Катюша перешла улицу, постояла у подъезда Центрального телеграфа и пошла дальше. Видно было, как густо сыпался снег, сдуваемый ветром с крыш, словно в каком-то танце вьющийся вокруг электрических фонарей под колпаками. Столбов не было видно, фонари смахивали на светящиеся мячи, повисшие в воздухе. В лицо било снегом. Щеки и нос приятно горели. От горсада, с шумящим хвойным лесом, черным пятном темнеющего на белом фоне, Катюша повернула обратно и дошла до театра имени Пушкина. Как давно она не бывала в театре! Он, Григорий, ни разу не пригласил ее ни в театр, ни в кино. Ему не до зрелищ! Днями и ночами он возится со своей геологией, которая заменяет ему и отдых, и общение с друзьями. Индивидуалист! Неужели ничего нет интересного, кроме геологии, которую она, Катюша, откровенно говоря, не так уж сильно любит, чтобы предать забвению другие стороны жизни. Она любит общество, оживление. Любит принарядиться. В городе ее знают как хорошую общественницу, избрали депутатом в горсовет.
Что же ей делать, Катюше? На что решиться?
Катюша до боли кусает губы. Снегом забило всю ее дошку. Над городом бесконечным караваном проплывали тучи, белесые, седые, похожие на енисейский туман, когда он поднимается с реки в горы. Тучи наплывали одна на другую, словно их кто-то укладывал, а они сопротивлялись.
«Такая же хмарь и в моей жизни», – подумала Катюша.
«Если бы Григорий понимал меня. – И она невольно вспомнила как встретилась с Григорием на вокзале. – Он не тот! Не таким он был на Алтае. Я отдала ему так много любви, внимания. Сумею ли я кого-нибудь полюбить так, как его? Мне и теперь кажется, будто он рядом со мною, как невидимый огонек: греет, а поймать не могу. И так хочу поймать!.. А огонек все убегает и убегает. Все убегает и убегает! Он все забыл: и мою любовь, и – все, все! И то, как, недосыпая, леденея в горах Алтая, работала за него, когда он был болен. И то, как ночи напролет просиживала с ним над документами. Он все забыл. Но я, я ничего не забуду!»
Катюша ничего не забудет. Разве она может забыть, как днями и ночами просиживала в его палатке, когда он не мог встать на свои распухшие от ревматизма ноги? Как, рыдая на его груди, говорила: «Гриша, только бы тебе здоровья. Что же это такое? Я ничего не понимаю. Почему у тебя распухли ноги, а не у меня? Почему ты не можешь двигаться, а не я? Это ты спасал в ледниках Толстикова. Как ты не поберег себя?!»

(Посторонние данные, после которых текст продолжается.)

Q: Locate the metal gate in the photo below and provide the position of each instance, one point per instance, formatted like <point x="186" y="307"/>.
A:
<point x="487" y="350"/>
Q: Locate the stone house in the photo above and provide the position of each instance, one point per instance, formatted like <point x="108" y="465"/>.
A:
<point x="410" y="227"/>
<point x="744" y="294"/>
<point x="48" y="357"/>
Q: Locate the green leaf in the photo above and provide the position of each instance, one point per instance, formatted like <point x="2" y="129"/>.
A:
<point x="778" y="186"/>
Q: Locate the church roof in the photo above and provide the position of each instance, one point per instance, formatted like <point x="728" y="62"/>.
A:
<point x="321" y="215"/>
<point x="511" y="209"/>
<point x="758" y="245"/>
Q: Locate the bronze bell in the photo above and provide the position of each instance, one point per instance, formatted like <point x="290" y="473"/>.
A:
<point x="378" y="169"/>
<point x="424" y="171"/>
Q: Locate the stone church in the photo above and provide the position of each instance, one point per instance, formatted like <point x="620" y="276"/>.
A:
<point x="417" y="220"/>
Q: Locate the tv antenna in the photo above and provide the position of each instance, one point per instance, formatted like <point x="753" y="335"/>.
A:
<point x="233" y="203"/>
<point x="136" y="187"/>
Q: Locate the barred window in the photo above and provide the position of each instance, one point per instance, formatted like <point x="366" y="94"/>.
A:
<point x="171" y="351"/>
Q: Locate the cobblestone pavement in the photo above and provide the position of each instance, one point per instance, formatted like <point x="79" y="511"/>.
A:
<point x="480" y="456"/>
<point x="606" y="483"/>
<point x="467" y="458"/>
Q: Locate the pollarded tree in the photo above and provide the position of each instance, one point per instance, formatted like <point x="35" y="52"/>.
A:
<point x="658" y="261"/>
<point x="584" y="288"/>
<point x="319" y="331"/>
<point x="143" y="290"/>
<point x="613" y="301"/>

И, грея его распухшие ноги, проклинала северный ветер Алтая, думая о будущем. Она была уверена, что после Алтая они будут жить вместе. Тогда она помогла ему справиться с тяжелой болезнью. И он нашел на Алтае крупные залежи свинца.
И она еще вспомнила совсем недавнюю ночь. Они пробирались отрогами Саралинского хребта к Аскизу. В рассохе между горами их захватил ураган. Трещали деревья. Надрывно стонала тайга. Лил дождище, от которого негде было спрятаться. Они укрылись под выскорью кедра, вывернутого вместе с корнями из земли. Она, как всегда, торопливо говорила ему о превратностях судьбы геологов-первооткрывателей и, греясь, промокшая до нитки, просунула руки ему под кожаную тужурку. Сверху поливало дождем; со стороны рассохи обдувало ветром, но им все было нипочем! Дождь смешил их; ветер дул как бы для забавы. Ей было так приятно и радостно!
Летняя ночь коротка. Они просидели под выскорью всю ночь напролет, не сомкнув глаз: было не до сна! И когда забрезжило утро, она удивилась:
– А ночь как птица! – И почему-то засмеялась, показывая свои ровные белые зубы.
Она помнит тепло его крепких мозолистых ладоней. И потом, продолжая таежный путь, она все еще повторяла: «А ночь как птица!»